Including product versions as attributes of your license part numbers may seem like the obvious right thing to do.  In many cases it works perfectly well. But before going down that path, you should think through a few factors.

While each company is different, it is common for software vendors offer license part numbers that are not associated with a specific software version.  That is, of course, unless the vendor wants to sell a specific version of the product and not entitle the consumer to a newer revision of the product when it becomes available.

The common practice is to keep the license part number “versionless” and fulfill the order with the latest shipping version of the product. In addition, these companies will typically develop and publish a version entitlement/support policy which would say something to the effect of the purchase of a license entitles the customer to the current shipping version plus X number of releases in arrears.

The thinking in this type of model is that the customer is really purchasing a product or set of capabilities and they should be able to use whatever version of that product makes sense for them within reason.

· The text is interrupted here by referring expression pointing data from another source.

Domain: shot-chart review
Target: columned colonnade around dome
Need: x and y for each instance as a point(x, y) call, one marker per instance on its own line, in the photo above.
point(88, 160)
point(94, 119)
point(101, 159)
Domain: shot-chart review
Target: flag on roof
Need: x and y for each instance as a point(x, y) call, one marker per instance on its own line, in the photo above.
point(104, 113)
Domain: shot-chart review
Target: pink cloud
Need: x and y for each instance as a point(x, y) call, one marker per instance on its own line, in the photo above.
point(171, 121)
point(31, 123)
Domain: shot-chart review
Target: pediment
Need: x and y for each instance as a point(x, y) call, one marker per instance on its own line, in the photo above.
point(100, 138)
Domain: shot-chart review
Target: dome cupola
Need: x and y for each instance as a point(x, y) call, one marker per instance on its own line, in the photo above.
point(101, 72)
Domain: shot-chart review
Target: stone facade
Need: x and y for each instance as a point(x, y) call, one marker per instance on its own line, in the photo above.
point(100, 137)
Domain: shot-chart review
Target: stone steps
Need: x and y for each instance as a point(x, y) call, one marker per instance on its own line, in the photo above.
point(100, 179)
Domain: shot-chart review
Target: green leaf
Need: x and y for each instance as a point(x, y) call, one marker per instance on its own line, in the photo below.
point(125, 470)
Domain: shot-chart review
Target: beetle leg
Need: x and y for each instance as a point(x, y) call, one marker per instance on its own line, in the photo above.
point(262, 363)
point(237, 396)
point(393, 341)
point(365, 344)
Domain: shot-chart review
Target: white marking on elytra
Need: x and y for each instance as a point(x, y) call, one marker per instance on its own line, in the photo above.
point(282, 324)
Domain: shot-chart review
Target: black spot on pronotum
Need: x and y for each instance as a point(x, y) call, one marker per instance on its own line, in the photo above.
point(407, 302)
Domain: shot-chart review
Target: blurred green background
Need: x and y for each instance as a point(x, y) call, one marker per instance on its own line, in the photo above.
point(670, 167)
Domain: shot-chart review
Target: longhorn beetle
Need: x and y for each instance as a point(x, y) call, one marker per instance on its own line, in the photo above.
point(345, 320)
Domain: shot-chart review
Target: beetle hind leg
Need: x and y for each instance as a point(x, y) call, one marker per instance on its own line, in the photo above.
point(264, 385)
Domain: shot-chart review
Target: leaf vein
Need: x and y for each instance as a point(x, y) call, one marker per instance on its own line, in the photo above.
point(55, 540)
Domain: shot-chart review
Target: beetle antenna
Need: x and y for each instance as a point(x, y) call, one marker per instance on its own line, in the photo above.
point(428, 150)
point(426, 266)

Another benefit from this model is entitlement clarity. The license part number should be the clear governing entity in the vendor’s entitlement system as ownership of the license part number grants the customer permission to use the software. If the license part number is constrained to a version, it becomes unclear what happens when the vendor releases a new version of the product.

Let’s look at an example where a customer buys a license of part number 1111 defined as “PRODUCT XYZ VERSION 7.0”. In this case, it is not clear what should happen if this customer needs to outfit a user with version 6.0 of the product.  At face value, it appears as though the customer would not be entitled to do so.  The same mystery applies with new versions.  When the vendor ships product XYX v8.0, is this customer entitled to use it?  If so, it’s certainly not intuitive.  The vendor should either publish the upward entitlement policy somewhere (effectively rendering the version in the part number irrelevant) or migrate the customer’s entitlement in its database from license part number 1111 PRODUCT XYZ VERSION 7.0 to part number 1112 PRODUCT XYZ VERSION 8.0.  Data migration exercises are typically not without a great deal of effort or friction.

Lastly, license part numbers without versions tend to make things easy on sales teams when creating customer quotes and orders as there is little debate over which part number to use and fewer part numbers to filter through.  On the operations side of the house, having to create new license part number for each product release can be a nontrivial exercise.

Summary

  • License part numbers with versions (e.g. PRODUCT XYZ VERSION 7.0) can indeed work well for companies whose policy is to entitle and constrain a customer to a specific version of the software and sell new versions as a separate revenue event.
  • License part numbers with versions tend to be problematic for vendors whose policy is to allow the customer to use previous and newer versions of the product. The problems revolve around uncertainty of version entitlement.  Uncertainty in the area of entitlement leads to questions of whether or not the company is in compliance.
  • License part numbers without versions tend give the customer latitude to use versions in accordance with the company’s versioning policy.

There is no single right answer for all cases but keeping the side-effects in mind can help guide you to a model that best fits your business.